さらにはこの後大ブレイクしていくクリス・ヘムズワースも出演していますし、ちょっとマニアックですがフラン・クランツも出演しています。

あえてB級映画のノリを狙っているクセに、ガッチリと俳優を固めてきているところも憎らしい作品であります。


ここからネタバレを含むよ!

中盤以降は怒涛のブッ飛び展開

序盤は普通にありがちなB級ホラー。

若者たちがコテージに集まりバカな事をやっているところを襲われる…という、王道中の王道とも言える展開で攻めてきます。

しかしそこにチョイチョイ挟まれる謎のコントロールセンターらしきシーンが…。すごいなぁ、この展開を考えた人の頭を割って脳ミソを食ってみたいですな。
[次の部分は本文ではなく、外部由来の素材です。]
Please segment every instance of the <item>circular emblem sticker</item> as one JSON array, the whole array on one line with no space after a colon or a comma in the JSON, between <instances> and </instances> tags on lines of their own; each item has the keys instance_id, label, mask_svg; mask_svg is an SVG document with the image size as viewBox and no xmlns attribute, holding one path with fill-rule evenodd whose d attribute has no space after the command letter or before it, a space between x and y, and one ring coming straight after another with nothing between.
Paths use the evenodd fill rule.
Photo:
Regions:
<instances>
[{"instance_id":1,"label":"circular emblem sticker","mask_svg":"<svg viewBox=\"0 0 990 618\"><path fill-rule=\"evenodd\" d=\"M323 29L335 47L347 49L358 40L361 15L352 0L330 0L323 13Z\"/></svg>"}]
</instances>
観客が「ああ、これはそういう事なのか!」と理解できたら、後はもう遠慮無し。これでもかとブッ込んでくる斬新すぎる展開は眩暈がしてくるほど。

神に生贄を捧げる・・という、よくわからん目的で世界各国に同様の機関が存在していたり、ワイルドで頼りになる役柄が多いクリス・ヘムズワースはあっさりムダ死にしてみたり、ジャンキーで電波系のマーティ(フラン・クランツ)は意外にタフでカッコよく見えたり・・・

そしてラストには、主要キャストに名前があがっていなかったシガニー・ウィーバーが、所長役で登場。え?え?ココでシガニー・ウィーバー!?

もうドコをツッコんで良いのか、ツッコんではいけないのか、いったいこの映画のジャンルは何になるのか…素晴らしいカオス感がたまりません。

洋画の底力を感じる名作

こういう系の作品って邦画でやると「単なるくだらない悪ふざけ」になっちゃうんですよね。

そういうノリをスマートに、かつ見ごたえのある物にしてくる所はさすがだなぁ・・と思います。

別にアメリカかぶれでも欧米コンプレックスでもありませんよ。数多くの作品を見比べたうえで「やはり洋画が面白い」と思っているのですが、映画だけに限らず日本産を批判してアメリカ産を褒めるとアレコレ言われますよね・・・。

あ、ちなみにアダルトの洋モノはダメです。やはりソッチ系は日本人じゃないとイロイロとダメです。あの「イエス!オウイエス!」のノリは萎えます…。

なにはともあれ、キャビンはホラー好きな方も、苦手な方も、ぜひ一度観ていただきたい作品です。B級ホラーにはお約束の「みんなから離れてコッソリとあんな事やこんな事をしているカップルは襲われる」のお約束もしっかりと押さえてありますよ。残念ながらクリステン・コノリーではありませんけど…。